É necessário “avançar na conscientização social, no diagnóstico precoce e no acesso a tratamentos adequados, com o objetivo de reduzir o fardo pessoal, social e econômico associado a esses distúrbios neurológicos”, declarou Belvis, ao mesmo tempo em que destacou que “qualquer tipo de cefaleia primária, e mais ainda em sua forma crônica, pode causar muito sofrimento nas pessoas que a padecem”.

“Cada vez temos mais conhecimento científico e novos recursos para ajudar as pessoas que sofrem dessas doenças, que podem ser tão incapacitantes e afetam tantas pessoas”, por isso “é extremamente importante conscientizar sobre a importância do seu diagnóstico, melhorar sua identificação em todos os níveis de atendimento e garantir que todos os pacientes possam se beneficiar dos tratamentos disponíveis”, afirmou.

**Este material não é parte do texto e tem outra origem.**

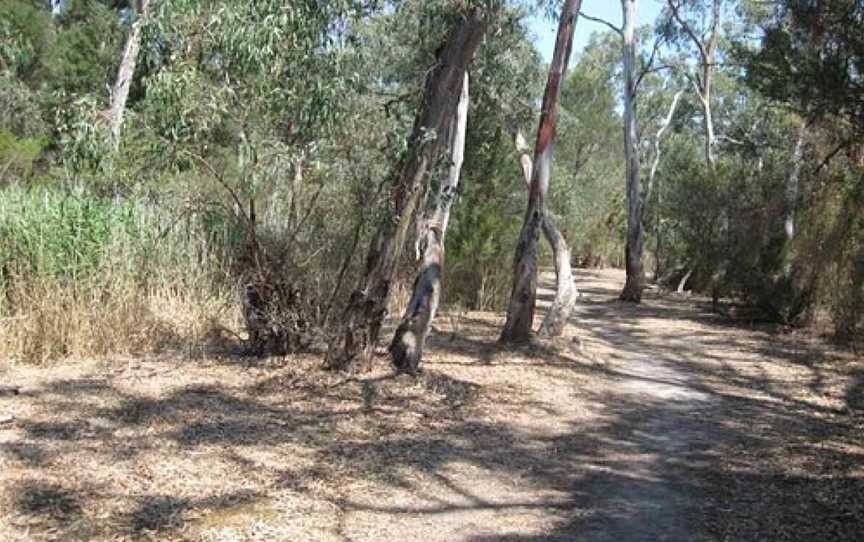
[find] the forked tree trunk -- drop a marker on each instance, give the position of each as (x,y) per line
(791,197)
(410,338)
(523,297)
(565,291)
(126,72)
(634,283)
(707,47)
(362,319)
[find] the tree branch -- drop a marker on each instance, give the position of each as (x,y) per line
(617,30)
(689,31)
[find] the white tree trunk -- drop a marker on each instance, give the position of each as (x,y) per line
(57,7)
(565,291)
(792,183)
(633,252)
(367,307)
(652,180)
(406,349)
(523,297)
(126,72)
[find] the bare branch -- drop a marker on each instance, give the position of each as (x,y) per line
(666,122)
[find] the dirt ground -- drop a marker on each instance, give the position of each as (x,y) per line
(651,422)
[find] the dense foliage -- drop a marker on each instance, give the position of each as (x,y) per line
(259,135)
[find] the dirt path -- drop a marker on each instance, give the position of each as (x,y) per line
(657,422)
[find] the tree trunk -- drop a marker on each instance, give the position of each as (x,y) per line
(707,52)
(565,291)
(791,197)
(523,298)
(633,252)
(362,319)
(126,72)
(652,182)
(57,7)
(410,338)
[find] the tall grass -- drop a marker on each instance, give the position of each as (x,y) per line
(82,276)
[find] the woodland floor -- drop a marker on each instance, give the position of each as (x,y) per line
(656,422)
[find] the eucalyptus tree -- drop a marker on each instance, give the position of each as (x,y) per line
(523,298)
(699,23)
(366,309)
(410,337)
(120,94)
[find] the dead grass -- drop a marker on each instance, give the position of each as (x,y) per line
(53,320)
(565,440)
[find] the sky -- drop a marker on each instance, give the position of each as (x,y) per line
(544,29)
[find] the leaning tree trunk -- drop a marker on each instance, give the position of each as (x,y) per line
(126,72)
(407,346)
(652,182)
(565,291)
(633,252)
(791,197)
(367,306)
(523,297)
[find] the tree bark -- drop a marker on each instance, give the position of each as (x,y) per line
(634,283)
(791,197)
(126,72)
(792,183)
(406,349)
(523,298)
(565,291)
(366,309)
(707,52)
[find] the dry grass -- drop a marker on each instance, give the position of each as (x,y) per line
(55,320)
(719,432)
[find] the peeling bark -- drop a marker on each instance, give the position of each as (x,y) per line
(126,72)
(366,309)
(565,291)
(406,349)
(707,48)
(652,180)
(523,298)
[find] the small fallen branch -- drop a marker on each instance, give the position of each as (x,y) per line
(10,390)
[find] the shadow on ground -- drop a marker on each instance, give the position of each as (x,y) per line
(715,444)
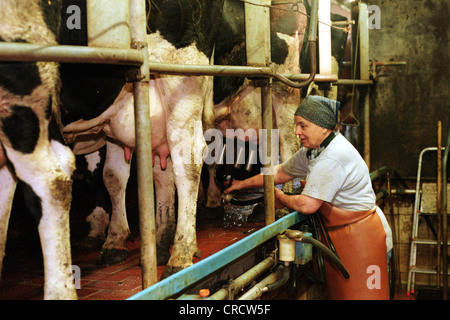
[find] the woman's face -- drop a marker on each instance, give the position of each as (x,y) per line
(310,134)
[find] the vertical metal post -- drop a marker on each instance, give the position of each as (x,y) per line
(144,148)
(439,202)
(257,34)
(269,195)
(324,30)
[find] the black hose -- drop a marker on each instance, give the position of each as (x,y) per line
(329,253)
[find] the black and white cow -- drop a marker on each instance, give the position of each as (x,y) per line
(183,32)
(32,148)
(238,100)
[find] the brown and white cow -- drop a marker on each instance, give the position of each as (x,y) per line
(31,144)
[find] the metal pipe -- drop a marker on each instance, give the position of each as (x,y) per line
(181,280)
(261,287)
(12,51)
(242,281)
(285,274)
(367,127)
(444,219)
(144,148)
(238,71)
(269,187)
(439,202)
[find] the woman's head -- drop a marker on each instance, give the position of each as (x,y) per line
(315,119)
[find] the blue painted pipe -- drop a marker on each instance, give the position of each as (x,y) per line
(184,278)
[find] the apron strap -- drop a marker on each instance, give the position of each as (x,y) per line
(334,217)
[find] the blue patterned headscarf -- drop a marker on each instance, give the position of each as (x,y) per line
(320,111)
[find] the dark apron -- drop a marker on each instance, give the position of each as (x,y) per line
(360,242)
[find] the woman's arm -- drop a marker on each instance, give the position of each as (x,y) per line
(300,203)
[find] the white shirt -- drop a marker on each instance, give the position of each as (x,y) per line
(339,176)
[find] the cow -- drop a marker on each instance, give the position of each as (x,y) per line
(32,149)
(238,100)
(182,32)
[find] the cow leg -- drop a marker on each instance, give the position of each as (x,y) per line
(7,189)
(99,218)
(186,152)
(46,173)
(115,176)
(165,209)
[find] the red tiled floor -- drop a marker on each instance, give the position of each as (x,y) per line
(22,277)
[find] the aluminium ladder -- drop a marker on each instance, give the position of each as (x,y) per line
(424,206)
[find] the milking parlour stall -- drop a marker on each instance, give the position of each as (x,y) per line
(183,151)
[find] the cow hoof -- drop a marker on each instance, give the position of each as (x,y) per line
(112,256)
(91,243)
(162,257)
(170,271)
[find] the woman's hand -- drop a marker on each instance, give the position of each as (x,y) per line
(278,195)
(235,185)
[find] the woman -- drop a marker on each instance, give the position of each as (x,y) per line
(338,185)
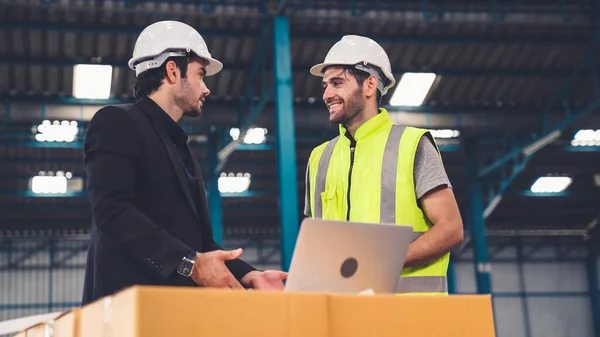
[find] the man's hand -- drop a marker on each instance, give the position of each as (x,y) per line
(265,280)
(446,233)
(210,270)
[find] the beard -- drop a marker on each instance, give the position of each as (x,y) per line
(352,108)
(188,100)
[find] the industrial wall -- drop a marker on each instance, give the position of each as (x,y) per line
(532,298)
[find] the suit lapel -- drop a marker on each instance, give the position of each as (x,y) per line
(203,200)
(170,148)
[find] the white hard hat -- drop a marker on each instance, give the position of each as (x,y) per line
(354,50)
(164,39)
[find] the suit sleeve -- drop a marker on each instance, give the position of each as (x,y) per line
(112,145)
(237,267)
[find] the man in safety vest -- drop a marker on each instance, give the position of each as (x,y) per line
(376,171)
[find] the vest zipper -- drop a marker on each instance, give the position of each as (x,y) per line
(352,148)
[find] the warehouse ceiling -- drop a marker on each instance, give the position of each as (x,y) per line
(505,75)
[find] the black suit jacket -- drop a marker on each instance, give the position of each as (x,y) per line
(144,217)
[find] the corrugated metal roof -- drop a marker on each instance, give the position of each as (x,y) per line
(516,64)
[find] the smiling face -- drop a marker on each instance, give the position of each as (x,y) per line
(191,91)
(343,96)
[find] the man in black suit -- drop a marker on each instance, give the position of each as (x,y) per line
(150,217)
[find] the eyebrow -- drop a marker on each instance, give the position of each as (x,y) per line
(335,78)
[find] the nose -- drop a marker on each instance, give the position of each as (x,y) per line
(205,89)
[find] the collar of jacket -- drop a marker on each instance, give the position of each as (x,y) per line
(370,127)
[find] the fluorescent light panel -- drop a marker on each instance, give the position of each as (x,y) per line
(234,183)
(412,89)
(253,135)
(56,131)
(445,133)
(586,138)
(55,183)
(92,81)
(551,184)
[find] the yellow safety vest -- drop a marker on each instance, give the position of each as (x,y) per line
(375,184)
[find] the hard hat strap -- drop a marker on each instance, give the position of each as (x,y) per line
(372,71)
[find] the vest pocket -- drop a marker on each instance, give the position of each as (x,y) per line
(333,204)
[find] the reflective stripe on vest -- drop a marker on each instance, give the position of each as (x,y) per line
(322,177)
(408,284)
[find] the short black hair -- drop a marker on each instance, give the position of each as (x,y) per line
(150,80)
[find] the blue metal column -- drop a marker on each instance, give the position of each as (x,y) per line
(451,278)
(214,196)
(477,222)
(592,274)
(286,148)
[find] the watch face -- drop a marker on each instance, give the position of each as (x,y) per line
(185,268)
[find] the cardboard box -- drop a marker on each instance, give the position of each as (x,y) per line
(197,312)
(423,316)
(65,325)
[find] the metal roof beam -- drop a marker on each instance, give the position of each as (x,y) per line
(70,61)
(112,29)
(519,152)
(319,36)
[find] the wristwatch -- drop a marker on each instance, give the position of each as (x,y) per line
(187,265)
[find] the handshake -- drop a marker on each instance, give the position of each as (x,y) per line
(210,271)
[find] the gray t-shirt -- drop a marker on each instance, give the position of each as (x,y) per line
(429,172)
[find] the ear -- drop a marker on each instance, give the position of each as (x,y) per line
(370,86)
(172,72)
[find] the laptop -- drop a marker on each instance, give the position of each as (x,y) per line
(348,257)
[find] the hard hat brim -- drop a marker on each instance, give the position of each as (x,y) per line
(214,66)
(317,69)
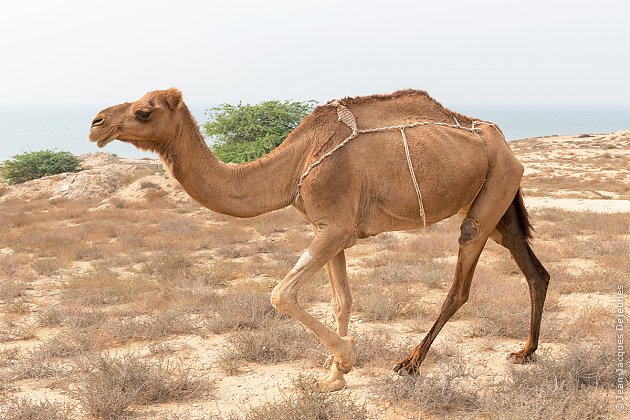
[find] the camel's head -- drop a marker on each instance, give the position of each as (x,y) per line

A esse respeito, destacou que “existem diferenças significativas entre as comunidades autônomas” e “até mesmo entre hospitais” no que diz respeito ao “acesso aos tratamentos mais indicados”. Nessa linha, a SEN reunirá em Segóvia, de 17 a 18 de abril, diferentes especialistas no evento 'MasterCef', no qual serão atualizados os conhecimentos sobre o diagnóstico e o tratamento das cefaleias.

Por ocasião deste encontro científico, esta sociedade científica apresentará seu “Guia de Estilo da Enxaqueca”, documento que oferece uma base científica clara sobre a doença e aborda aspectos práticos sobre o uso da linguagem, o tom e a abordagem comunicativa que ela requer.